Through this shift, the new sound feels more intimate but far less cohesive or sweet. I find flaws in every track off the album that voids it from being something great. The opening track “A Candle’s Fire” provides a introduction of classic Beirut instrumentation, yet Condon’s new style of song-writing and accompanied delivery sound forced and slightly awkward. There are songs here like Santa Fe and Vagabond that sound honky-tonky, poppy and irritatingly out-of-place. Songs like Goshen and The Rip Tide progress beautifully yet result in anti-climatic moments not worth caring for, even after much thought. All the ingredients of Beirut’s work are present, so why was the such a need to dilute the experience? Even if this were a creative experiment for Beirut in order to concentrate their creativity on certain instruments and passions, there were many immediate formalities that could have been taken care of.
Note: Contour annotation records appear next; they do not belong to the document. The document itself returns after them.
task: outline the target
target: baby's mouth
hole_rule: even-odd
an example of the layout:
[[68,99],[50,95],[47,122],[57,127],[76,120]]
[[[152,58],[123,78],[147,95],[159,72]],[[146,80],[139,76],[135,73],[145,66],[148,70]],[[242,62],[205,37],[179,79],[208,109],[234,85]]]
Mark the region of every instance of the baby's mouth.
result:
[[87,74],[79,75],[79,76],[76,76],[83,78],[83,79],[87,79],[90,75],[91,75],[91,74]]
Call me a fan-boy of Beirut’s classic styles and those of Balkan-influenced artists, I am no enemy to change. Even from past releases like Gulag Orkestar and Lon Gisland, Condon has artistically evolved, but not sacrificing his songs to sound as hollow as The Rip Tide is. The ultimate disappointment of The Rip Tide lies in the fact that Beirut no longer sounds like a marvel from a lost generation, but a lukewarm revival band desperate to change the current indie scene up.
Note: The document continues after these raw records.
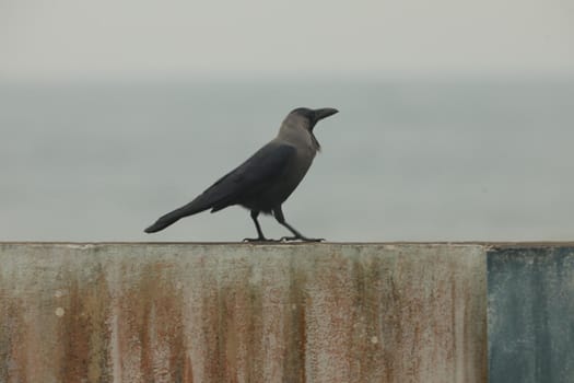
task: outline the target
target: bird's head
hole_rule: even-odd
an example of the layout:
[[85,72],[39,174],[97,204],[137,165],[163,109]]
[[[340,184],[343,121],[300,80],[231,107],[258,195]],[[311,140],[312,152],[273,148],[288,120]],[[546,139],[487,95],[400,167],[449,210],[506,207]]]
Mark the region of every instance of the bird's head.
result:
[[297,107],[291,111],[288,115],[288,119],[293,120],[296,125],[304,126],[309,131],[313,131],[315,125],[324,118],[332,116],[339,111],[332,107],[324,107],[319,109],[309,109],[307,107]]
This album was like some phony gypsy wanna-be at a party. (2/5)
St. Vincent is a shape-shifting monster, carved with pain and beauty, ready to invade your dreams and melt your conscience away.
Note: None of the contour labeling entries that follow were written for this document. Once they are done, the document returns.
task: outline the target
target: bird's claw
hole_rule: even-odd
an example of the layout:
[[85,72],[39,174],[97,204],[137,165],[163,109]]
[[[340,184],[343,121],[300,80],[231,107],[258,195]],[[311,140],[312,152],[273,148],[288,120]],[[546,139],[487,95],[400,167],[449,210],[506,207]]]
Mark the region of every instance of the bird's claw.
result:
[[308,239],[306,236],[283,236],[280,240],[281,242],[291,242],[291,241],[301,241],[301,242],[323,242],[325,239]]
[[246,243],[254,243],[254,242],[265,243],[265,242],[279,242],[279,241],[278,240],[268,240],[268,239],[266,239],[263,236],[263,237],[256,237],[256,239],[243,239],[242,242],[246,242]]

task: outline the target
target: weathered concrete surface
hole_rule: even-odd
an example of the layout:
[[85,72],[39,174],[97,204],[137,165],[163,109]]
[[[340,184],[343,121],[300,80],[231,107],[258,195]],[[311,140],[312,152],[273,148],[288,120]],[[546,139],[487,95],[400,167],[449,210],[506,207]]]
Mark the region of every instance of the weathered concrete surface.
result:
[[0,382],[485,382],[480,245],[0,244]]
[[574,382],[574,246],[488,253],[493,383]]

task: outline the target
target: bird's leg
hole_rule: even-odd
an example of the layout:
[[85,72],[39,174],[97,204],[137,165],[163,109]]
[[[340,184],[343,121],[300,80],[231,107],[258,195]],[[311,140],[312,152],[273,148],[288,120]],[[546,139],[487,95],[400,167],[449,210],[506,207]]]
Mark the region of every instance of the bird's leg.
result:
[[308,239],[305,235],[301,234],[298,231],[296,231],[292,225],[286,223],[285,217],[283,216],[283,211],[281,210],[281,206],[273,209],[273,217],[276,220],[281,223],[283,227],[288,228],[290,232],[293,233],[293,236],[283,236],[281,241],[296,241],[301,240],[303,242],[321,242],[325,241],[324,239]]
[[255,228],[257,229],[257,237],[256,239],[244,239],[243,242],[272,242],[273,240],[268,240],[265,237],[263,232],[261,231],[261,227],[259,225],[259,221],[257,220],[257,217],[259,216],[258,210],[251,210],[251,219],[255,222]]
It was love at first listen. Open from the track “Chloe in the Afternoon,” a weird and practically two-faced composition built off this clash of equally disgusting and gorgeous elements that would make Bjork proud. As the beautiful bipolarity exposes itself throughout the songs, you soon realize the madness awaiting. Even if exposed to St. Vincent’s colorful bizarreness, Strange Mercy is here to push your buttons.
In experimental rock, there is one hidden ingredient that guarantees definite success: style. This is something that St. Vincent’s Annie Clark always had a great grasp of, especially on Strange Mercy. One can play around with two-faced stylizations, putting two ideas and forcing them to clash in one song; it takes sheer craftsmanship to make it sound this damn stylish. Songs like Dilettante, Cruel and Cheerleader are constructed like fantastic short horror stories, managing to sweep you along a tame aesthetic and then stabbing you in the chest with sheer aggression; all within four minutes. Strange Mercy is an artistic testament to the idea that internal frustrations can be precisely expressed with control.
Another aspect of Strange Mercy that makes it stick out from many experimental rock records is how strikingly personal Clark can get on her songs. It’s hard enough to pull off quality an avant-garde album, even harder to concentrate it on your own feelings. Songs like Cheerleader and Surgeon feel like multi-layered cryptic letters let for all to read and for few to comprehend. She even puts herself, as a person, in the compositions; switching off from straining her voice to an emotional high and letting her guitar wail for her when she can’t anymore.
Strange Mercy is disturbingly good. St. Vincent brings out sexy and gothic, vulnerable and psychotic, classy and bizarre all at once. Every year always has an avant-garde gem in store. From Dirty Projectors, Janelle Monae and now, St. Vincent. Strange Mercy is my favorite experimental album of the year, without a single doubt.